A história que mais me doeu testemunhar passou-se num dos bairros pobres dos arredores de Lisboa. Num café em frente a uma escola, entrava todas as manhãs uma senhora, com um ar visivelmente incomodado. Dizia bom dia à dona, retirava discretamente um pacote de açúcar do balcão e saía rapidamente. Umas semanas mais tarde, a dona do café ganhou coragem e perguntou a esta cliente insólita, que nunca tinha consumido nada no seu estabelecimento, para que precisava ela daquele pacote de açúcar. E a senhora explicou que o dava ao seu filho de 8 anos antes de ele entrar na escola.

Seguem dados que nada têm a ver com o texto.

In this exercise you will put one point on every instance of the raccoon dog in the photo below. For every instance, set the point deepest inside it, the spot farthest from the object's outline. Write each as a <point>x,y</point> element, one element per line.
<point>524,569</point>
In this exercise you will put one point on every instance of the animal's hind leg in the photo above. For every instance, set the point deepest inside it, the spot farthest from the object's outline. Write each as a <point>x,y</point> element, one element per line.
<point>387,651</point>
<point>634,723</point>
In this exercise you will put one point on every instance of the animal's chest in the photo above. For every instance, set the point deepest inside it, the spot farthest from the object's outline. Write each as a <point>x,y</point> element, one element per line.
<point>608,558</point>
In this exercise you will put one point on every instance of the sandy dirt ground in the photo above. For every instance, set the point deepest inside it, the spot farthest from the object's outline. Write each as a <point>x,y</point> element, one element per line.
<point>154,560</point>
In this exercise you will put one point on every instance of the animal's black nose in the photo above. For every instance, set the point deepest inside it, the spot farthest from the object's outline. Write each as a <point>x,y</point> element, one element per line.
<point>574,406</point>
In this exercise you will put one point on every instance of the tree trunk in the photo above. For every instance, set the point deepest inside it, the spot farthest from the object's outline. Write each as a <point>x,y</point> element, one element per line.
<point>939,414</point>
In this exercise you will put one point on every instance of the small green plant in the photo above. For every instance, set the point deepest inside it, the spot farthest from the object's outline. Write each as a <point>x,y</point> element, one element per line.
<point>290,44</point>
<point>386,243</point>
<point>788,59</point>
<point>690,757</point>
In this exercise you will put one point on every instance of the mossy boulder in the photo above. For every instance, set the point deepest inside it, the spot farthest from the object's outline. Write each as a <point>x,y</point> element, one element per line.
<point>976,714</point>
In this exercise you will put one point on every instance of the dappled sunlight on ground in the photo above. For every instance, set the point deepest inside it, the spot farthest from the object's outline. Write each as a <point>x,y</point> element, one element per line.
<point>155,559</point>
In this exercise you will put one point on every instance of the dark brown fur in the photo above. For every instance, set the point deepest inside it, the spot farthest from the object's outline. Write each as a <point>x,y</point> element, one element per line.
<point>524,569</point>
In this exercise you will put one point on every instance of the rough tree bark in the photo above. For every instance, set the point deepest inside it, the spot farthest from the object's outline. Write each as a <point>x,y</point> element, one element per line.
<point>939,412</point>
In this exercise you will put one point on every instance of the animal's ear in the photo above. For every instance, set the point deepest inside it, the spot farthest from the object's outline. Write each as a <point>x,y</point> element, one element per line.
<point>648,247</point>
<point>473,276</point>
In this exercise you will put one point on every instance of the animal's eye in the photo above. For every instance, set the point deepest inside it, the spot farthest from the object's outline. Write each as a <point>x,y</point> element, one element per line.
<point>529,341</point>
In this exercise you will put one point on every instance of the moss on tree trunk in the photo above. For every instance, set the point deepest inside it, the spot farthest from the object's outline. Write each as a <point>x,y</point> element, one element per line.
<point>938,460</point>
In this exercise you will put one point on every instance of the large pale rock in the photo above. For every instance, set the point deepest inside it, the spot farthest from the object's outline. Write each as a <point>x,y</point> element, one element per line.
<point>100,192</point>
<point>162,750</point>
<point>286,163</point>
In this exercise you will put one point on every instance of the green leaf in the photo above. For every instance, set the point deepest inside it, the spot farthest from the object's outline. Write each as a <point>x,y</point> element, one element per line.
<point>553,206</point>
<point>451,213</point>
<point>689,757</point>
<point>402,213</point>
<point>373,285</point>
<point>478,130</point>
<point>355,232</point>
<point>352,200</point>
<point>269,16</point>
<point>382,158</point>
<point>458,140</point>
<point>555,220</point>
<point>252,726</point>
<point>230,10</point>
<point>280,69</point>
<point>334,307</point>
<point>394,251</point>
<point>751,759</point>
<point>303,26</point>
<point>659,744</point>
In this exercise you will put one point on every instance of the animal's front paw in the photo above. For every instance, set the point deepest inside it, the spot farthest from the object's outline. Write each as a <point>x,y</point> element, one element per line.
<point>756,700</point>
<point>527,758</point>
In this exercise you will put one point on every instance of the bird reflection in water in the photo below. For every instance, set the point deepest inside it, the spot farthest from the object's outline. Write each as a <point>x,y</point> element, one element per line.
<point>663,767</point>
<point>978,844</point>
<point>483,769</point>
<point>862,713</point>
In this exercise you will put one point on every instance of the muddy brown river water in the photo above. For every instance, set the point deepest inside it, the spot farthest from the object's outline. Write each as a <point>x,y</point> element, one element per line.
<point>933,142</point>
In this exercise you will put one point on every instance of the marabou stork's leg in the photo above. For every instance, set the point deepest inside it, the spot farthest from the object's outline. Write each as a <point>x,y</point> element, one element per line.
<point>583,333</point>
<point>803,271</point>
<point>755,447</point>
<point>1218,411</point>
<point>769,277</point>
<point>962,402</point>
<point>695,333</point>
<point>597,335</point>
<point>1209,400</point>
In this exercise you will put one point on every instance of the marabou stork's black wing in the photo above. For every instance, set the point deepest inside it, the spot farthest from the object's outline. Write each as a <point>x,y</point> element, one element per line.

Sem dinheiro para lhe dar pequeno-almoço, despejava aquele pacote de açúcar na boca do menino, para ele ter alguma energia durante a manhã. Esta comerciante, com os seus próprios problemas económicos a tirarem-lhe o sono, abraçou-se a esta mãe, chorando como há muito não fazia. Não tinha meios para lhes resolver a vida toda mas uma coisa podia fazer: o menino passaria a ir com a mãe ao café tomar o pequeno-almoço, todos os dias.
São gestos como este que me reconciliam com o mundo. Já todos lemos centenas de notícias sobre o inferno em que vivem tantas pessoas mas, em vez de ficarmos vacinados contra o sofrimento dos outros, desensibilizando-nos, é fundamental que consigamos colocar-nos no lugar dessas pessoas e pensar no que faríamos, nas mesmas circunstâncias. A empatia é o primeiro passo para a compaixão e para a valorização da vida. E só a partir daí poderemos sobreviver aos horrores do mundo, fazendo frente a todas as tempestades – seja no sentido literal ou figurativo.